You are trying to assign to an rvalue . This rvalue is a temporary copy of your data. not the original one. It will be destroyed as soon as the expression executes, hence u can't assign to it.

To assign to your data, u must return a reference to it, as follows

int& GetData(){
    return data;
}

As user4581301 has mentioned, I advise you to see this What are rvalues, lvalues, xvalues, glvalues, and prvalues?

The previous description was upon the problem itself but It would be better to write a setter for your data like your getter, as follows

void setData(int newData){
    data = newData;
}

Answer 2

Here's the problem line:

t2->GetData()=t2->GetNext()->GetData();

The issue is that the GetData() function returns a copy of the member data which has no local storage (you haven't assigned it to a named variable, hence it's an rvalue). The reason the compiler complains is because really this does nothing. You're assigning a new value to a temporary value that's going away immediately after the line executes.

Converting the member function to

int& GetData(){
    return data;
}

means when you call t2->GetData() it actually refers to the data member of t2 and it isn't just a temporary that goes away.
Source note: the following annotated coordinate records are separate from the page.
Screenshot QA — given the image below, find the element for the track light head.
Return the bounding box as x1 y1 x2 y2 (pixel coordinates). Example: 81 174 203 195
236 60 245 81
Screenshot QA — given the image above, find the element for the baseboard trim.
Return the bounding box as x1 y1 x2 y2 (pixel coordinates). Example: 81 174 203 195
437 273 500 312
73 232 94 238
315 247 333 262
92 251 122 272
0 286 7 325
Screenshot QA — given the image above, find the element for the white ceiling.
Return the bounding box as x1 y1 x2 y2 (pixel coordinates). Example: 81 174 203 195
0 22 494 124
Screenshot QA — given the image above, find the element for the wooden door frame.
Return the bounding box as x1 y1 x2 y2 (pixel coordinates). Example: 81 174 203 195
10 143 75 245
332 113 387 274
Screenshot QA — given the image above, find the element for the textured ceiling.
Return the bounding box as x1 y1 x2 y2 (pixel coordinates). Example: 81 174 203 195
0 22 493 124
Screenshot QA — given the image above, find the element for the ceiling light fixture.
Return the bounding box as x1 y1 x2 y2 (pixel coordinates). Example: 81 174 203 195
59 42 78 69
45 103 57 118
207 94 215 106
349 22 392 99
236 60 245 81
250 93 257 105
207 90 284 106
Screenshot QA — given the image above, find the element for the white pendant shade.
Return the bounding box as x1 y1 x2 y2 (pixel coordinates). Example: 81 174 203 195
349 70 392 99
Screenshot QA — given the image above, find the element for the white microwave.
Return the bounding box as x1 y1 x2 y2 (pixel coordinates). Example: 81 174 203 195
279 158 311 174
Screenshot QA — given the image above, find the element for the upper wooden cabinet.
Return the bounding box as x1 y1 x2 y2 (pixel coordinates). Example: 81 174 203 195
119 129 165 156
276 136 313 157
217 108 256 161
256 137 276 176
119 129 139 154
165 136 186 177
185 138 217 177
Really though it's probably just better to make data a public member variable so you can just set it/read from it directly

Answer 3

This line is problematic:

t2->GetData()=t2->GetNext()->GetData();

You're trying to assign a value into the data int. However, the GetData member function don't return data itself: is instead returns a temporary copy. You cannot assign into temporaries. To grossly simplify, the compiler call temporaries as rvalue , and non temporary as lvalue . Assignments need lvalues, as it would make little sense to assign into temporaries.

The best would be to use the setter function to set the value:

t2->SetData(t2->GetNext()->GetData());

Here the setter will assign into the data data member.